The Solution: iCarol ReferralQ and Provider Portal
Under the iCarol ReferralQ/Provider Portal workflow, skilled assessors located at the Illinois Domestic Violence Hotline and Catholic Charities, who are authorized users in CSH’s iCarol system, use an iCarol Contact Form to complete and submit an assessment. Then, the CSH Program Manager takes those assessments, evaluates them, and assigns them to the housing waitlist in ReferralQ. There they can be sorted, prioritized, and matched with the right housing navigator, rapid rehousing agency, or other appropriate agency with capacity to provide housing-related services. Prioritization can be based on any internal criteria they decide. For instance, in this past year one criteria was COVID risk — if a survivor and their family was staying at a shelter or congregate setting where they were at high risk of contracting COVID, that could be a factor in prioritizing them for connection with the Housing Navigator or Rapid Rehousing program ahead of someone at less of a COVID risk, and move them from the shelter into housing that was considered more COVID-safe.
Once a client is matched and the referral is made to one of the providers, the local Housing Navigators, Rapid Rehousing staff, and others with permissions to access the iCarol Provider Portal log in to see what referrals were sent to them. Through the Provider Portal they can securely access the referral information to make contact with the person in need, and they can only see the referrals made specifically to them, which is a key component needed to comply with VAWA. These providers also use the Provider Portal to update their agency’s capacity to take on new cases, for example they schedule the capacity to increase on a certain date if they anticipate certain cases closing and new capacity opening on a certain day, or if they know capacity will open up at the beginning of a month.
Benefits
Through their use of iCarol’s ReferralQ and Provider Portal, the staff of CSH are able to quickly and efficiently connect survivors of sexual or domestic violence with safe housing, while avoiding the complications that arise from using HMIS. The ReferralQ dashboard allows CSH staff to sort and prioritize referrals based on their own customizable and configurable criteria that can be viewed in the ReferralQ, while the data entered by providers into the Provider Portal, viewable in the ReferralQ, gives CSH staff insight into Rapid Rehousing and Housing Navigators’ capacity for new cases in real-time.

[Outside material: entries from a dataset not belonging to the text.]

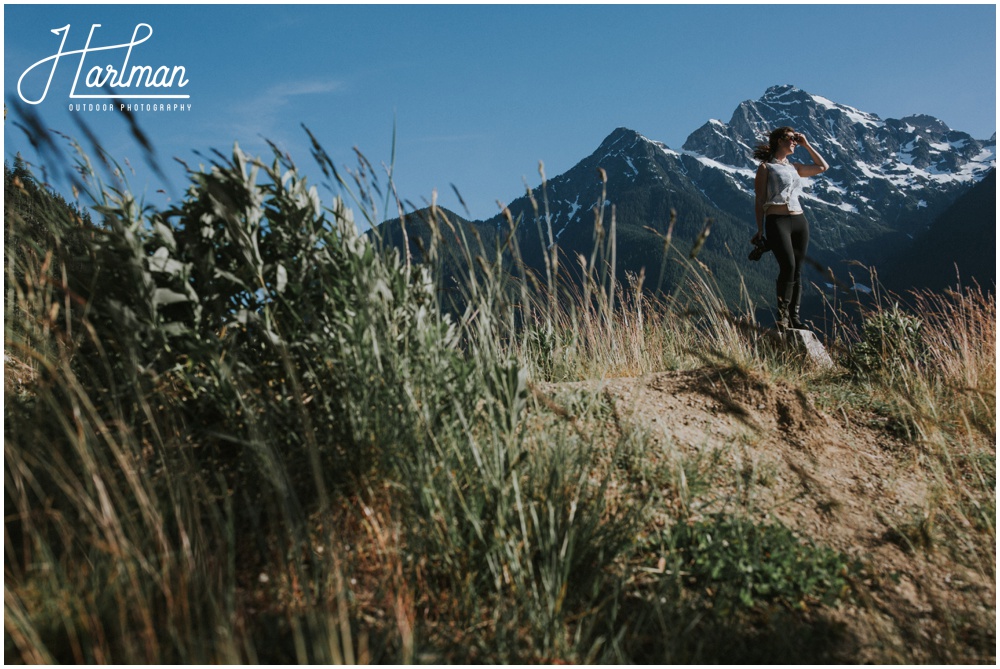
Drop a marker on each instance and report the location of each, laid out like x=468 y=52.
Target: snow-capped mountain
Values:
x=878 y=168
x=888 y=181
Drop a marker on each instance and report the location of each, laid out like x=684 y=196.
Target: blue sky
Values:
x=477 y=94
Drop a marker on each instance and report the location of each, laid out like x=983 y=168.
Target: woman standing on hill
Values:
x=777 y=187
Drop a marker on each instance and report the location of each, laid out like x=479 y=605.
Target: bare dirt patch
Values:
x=840 y=478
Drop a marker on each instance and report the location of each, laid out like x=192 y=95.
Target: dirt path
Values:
x=842 y=480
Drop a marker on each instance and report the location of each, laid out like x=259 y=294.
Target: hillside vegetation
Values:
x=239 y=430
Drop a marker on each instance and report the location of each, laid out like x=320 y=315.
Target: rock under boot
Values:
x=782 y=322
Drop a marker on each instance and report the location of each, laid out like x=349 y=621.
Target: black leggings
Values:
x=788 y=238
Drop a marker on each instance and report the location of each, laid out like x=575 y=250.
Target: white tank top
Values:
x=783 y=186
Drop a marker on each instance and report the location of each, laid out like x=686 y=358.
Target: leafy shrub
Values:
x=889 y=340
x=736 y=563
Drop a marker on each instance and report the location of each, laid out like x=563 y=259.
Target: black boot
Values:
x=793 y=307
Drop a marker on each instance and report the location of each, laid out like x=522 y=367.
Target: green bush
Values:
x=890 y=340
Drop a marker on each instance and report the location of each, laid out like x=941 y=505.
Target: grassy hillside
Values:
x=258 y=436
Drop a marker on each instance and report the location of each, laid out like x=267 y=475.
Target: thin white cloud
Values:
x=266 y=114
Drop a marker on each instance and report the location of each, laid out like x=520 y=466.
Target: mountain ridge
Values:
x=889 y=180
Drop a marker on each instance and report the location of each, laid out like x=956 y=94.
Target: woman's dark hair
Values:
x=764 y=152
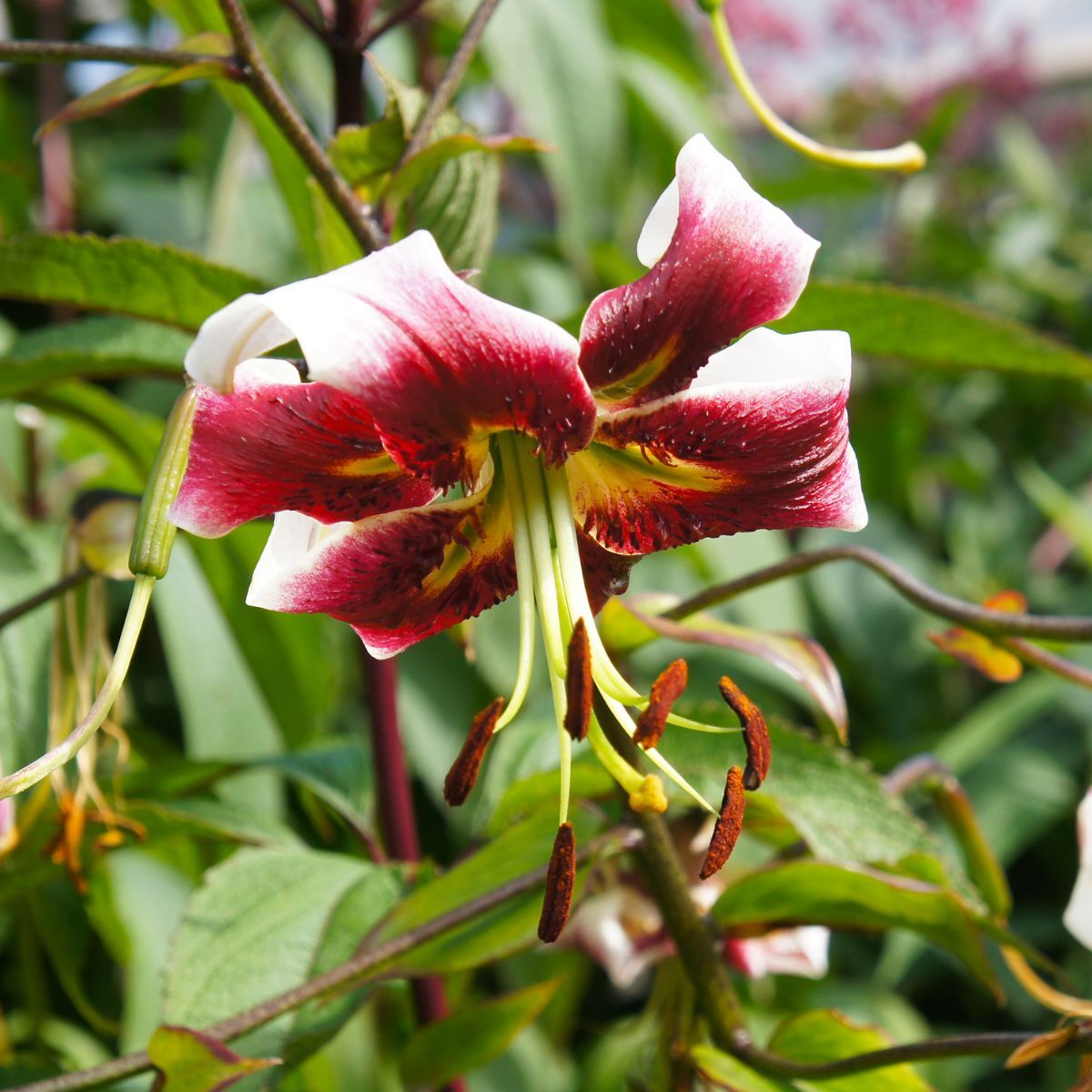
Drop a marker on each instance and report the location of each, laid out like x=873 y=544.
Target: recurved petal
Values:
x=769 y=449
x=440 y=364
x=1078 y=917
x=723 y=260
x=396 y=578
x=277 y=443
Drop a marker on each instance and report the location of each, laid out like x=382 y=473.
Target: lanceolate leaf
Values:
x=825 y=1036
x=145 y=77
x=723 y=1071
x=265 y=922
x=470 y=1037
x=125 y=277
x=94 y=348
x=800 y=658
x=929 y=329
x=500 y=932
x=857 y=898
x=191 y=1062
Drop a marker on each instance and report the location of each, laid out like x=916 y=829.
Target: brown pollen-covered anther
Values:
x=464 y=770
x=756 y=734
x=665 y=692
x=561 y=882
x=578 y=683
x=730 y=823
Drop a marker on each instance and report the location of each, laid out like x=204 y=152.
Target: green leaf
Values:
x=191 y=1062
x=827 y=1036
x=217 y=820
x=723 y=1071
x=420 y=168
x=929 y=329
x=452 y=191
x=265 y=922
x=857 y=898
x=293 y=659
x=224 y=713
x=472 y=1036
x=145 y=77
x=1070 y=514
x=338 y=773
x=555 y=61
x=91 y=349
x=500 y=932
x=588 y=781
x=125 y=277
x=796 y=656
x=836 y=804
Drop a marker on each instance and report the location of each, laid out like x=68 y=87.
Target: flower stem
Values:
x=104 y=703
x=906 y=157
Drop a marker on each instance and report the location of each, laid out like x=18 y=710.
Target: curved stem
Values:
x=59 y=588
x=46 y=52
x=452 y=76
x=112 y=687
x=906 y=157
x=1060 y=628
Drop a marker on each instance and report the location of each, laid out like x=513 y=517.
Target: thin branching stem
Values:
x=397 y=17
x=307 y=19
x=268 y=93
x=1000 y=622
x=58 y=588
x=452 y=76
x=44 y=52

This helps CSH staff connect clients to the best service to meet their needs. CSH is able to directly and securely transmit referral information to Rapid Rehousing, Housing Navigators, and other victim service agencies, using a process that had the all the benefits of the HMIS style of housing referrals, without the violation of federal law that HMIS presents in cases of serving victims of domestic or sexual violence. Most importantly, they can ensure that the providers only have access to the information of clients specifically referred to that provider. CSH staff can fulfill their required reporting needs to HUD and other funders using the exporting tools and statistical reports available in iCarol. Most importantly, CSH staff are able to act more quickly and reduce frustration or additional wait times for clients in need, because the information is no longer handled through manual, multi-step processes in external spreadsheets and documents.